In this morning's post, I dealt with one nefarious aspect -- a person can be detained and questioned even if they aren't suspected of anything having to do with terrorism -- of the UK's Terrorism Act of 2000. On its face, that is bad enough, but another aspect is even worse. You do not have the right of silence. You must answer the questions posed or you can be charged with the crime of noncooperation!
Just like in the US, Brits and foreigners supposedly have the right to not incriminate themselves. They supposedly have the right NOT to answer questions, particularly when they aren't charged with anything and there is no suspicion that they have ties to terrorism. But that's not what they told David Miranda. According to Glenn Greenwald's spouse, 'They said I would be put in jail if I didn't cooperate.'
If Miranda was a suspect of a crime, the government would have somewhat of a leg to stand on. If they genuinely thought that he was part of a terrorist plot or was contributing money/support to a known terrorist organization, then most people would understand why he was detained and why authorities would demand cooperation. But Miranda is none of these things. He merely happens to be the life partner of an investigative journalist being targeted by the US and UK political elite.

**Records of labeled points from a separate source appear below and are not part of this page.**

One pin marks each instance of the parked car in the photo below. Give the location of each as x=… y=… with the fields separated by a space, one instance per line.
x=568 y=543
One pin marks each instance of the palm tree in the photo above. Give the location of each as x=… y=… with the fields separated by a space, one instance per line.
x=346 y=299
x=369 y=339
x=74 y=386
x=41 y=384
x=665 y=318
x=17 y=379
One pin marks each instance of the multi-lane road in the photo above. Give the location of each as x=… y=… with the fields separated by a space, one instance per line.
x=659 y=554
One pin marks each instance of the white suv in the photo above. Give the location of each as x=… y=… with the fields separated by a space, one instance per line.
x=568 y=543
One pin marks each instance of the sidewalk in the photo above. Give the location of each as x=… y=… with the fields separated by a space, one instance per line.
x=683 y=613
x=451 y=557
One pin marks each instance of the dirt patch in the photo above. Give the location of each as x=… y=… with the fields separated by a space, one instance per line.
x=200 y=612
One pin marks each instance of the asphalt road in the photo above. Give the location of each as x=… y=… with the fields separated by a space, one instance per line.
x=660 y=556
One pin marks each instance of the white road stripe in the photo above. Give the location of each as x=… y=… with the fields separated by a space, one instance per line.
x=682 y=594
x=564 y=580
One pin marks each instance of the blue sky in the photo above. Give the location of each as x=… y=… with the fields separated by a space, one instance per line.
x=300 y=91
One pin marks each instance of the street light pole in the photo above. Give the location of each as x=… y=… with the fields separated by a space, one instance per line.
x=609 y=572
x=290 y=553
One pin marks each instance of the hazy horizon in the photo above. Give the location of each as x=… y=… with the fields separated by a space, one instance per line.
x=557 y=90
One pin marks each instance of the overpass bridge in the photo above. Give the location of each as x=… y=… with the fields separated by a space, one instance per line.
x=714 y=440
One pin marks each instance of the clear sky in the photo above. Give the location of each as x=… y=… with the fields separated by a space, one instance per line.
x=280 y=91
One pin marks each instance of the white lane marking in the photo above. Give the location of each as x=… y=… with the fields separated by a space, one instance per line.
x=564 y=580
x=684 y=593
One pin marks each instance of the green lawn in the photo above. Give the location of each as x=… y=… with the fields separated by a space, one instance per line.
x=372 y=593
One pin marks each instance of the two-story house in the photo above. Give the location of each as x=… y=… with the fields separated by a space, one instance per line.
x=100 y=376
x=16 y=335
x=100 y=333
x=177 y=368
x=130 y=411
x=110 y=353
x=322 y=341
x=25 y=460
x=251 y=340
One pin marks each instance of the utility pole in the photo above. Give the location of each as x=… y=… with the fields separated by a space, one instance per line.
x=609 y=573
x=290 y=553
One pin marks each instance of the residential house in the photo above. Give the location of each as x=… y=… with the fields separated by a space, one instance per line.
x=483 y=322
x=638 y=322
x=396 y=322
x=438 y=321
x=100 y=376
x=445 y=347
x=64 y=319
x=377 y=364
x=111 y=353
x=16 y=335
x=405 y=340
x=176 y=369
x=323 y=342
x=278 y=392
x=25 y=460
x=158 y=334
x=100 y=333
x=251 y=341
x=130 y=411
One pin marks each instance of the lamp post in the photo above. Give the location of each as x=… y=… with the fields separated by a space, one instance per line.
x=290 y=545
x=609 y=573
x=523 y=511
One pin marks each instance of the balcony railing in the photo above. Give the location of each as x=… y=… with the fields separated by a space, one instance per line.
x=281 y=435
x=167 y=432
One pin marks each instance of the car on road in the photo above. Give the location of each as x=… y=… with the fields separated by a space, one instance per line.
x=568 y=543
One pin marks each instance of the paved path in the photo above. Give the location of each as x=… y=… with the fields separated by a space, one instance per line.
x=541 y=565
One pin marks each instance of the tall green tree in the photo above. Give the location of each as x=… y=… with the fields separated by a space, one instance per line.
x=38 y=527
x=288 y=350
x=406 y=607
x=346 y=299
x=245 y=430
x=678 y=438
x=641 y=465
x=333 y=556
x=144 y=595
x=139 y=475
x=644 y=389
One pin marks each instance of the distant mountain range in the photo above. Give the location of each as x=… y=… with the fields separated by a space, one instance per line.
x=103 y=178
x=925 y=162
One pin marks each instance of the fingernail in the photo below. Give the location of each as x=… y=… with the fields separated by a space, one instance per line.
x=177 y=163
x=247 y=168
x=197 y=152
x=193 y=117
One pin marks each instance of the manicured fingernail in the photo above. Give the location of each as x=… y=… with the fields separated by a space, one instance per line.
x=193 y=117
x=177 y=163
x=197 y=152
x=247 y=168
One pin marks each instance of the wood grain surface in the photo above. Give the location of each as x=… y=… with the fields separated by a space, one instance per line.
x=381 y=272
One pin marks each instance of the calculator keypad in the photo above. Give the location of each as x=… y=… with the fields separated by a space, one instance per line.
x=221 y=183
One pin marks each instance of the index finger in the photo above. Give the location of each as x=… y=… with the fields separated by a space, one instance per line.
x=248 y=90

If the authorities picked you up because of your spouse or partner's job -- a legal and needed job at that -- would you be okay with being threatened with imprisonment because you didn't want to compromise your spouse or partner's work?
Again, this is the kind of behavior one would expect in a police state, not a constitutional democracy.
You should be outraged. If you are not, then you won't have the right to whine and complain when the authorities decide it's your turn to be questioned.